I have a few goals for my senior year. During the summer I am going to work on getting a job and learning how to drive. After I get all that done, or at least in process, I would have a little bit a stress off my chest. I’m looking forward to going to all the games, all the events, and definitely getting good grades.
Summer break is coming up, I have a few things I have to get done before the next school year. My number one goal or thing to do is get more sleep. No going to sleep late, and usually when I do I end up waking up early anyway. I haven’t been feeling like I’m getting enough sleep. I wake up tired almost everyday.
Another thing I need to get in the habit of is washing my hair and treating it right. I also feel like I haven’t been doing that either, which I really have to. So yes, self care does come first, and I’ve been meaning to do that, but I’ve been so caught up with a few things this past year.
I’ve been doing great this past year, yes it gets rough here and there, but other that I’ve honestly been doing me. Not bothered as much, I haven’t been on my phone as much either. Once school starts up again I’m going to be doing what is best for me like I’ve been doing.
I also want to be in journalism again as well, it’s a good class, and I’m happy that I got into the class. Ever since I got into the class, I honestly think I found who I actually am. I’ve kind of been in the right state of mind, and I want to keep it that way.

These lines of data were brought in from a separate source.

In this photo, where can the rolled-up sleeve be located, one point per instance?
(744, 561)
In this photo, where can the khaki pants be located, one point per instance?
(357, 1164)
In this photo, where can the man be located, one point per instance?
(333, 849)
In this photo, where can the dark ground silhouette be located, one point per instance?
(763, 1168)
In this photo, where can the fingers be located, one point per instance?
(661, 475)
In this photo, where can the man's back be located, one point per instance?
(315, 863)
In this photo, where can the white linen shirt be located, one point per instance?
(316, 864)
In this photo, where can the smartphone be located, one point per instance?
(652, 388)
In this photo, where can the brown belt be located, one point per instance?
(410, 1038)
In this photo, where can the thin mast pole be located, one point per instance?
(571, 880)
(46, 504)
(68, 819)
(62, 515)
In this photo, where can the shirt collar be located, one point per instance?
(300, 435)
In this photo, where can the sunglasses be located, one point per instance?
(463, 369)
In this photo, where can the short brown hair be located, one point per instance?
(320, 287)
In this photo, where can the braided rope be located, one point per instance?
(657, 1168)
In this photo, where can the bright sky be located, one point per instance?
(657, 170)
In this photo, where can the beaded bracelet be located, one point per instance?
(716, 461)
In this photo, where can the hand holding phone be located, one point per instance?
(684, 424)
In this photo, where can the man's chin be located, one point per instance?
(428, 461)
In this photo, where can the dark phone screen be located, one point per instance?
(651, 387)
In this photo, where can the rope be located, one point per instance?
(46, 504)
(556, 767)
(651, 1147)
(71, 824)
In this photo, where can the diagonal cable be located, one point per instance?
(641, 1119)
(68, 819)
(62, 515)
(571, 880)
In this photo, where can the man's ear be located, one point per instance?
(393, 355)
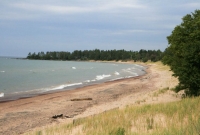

One of my other goals is to completely focus on myself, and that has been my number one goal ever since. I only have a few friends, but my most closest one is my best friend Kaitlyn. She has been there for me since day one. Even when I’m feeling low, she’s there. I look forward to hanging out with her during the summer as well. I also want us to graduate together, I think that is going to happen. I can’t imagine how my life would be without her. A lot of people have showed me that they never really cared for me this past year, except her. I don’t need anyone, but Kaitlyn on the other hand, who knows what I would do without her.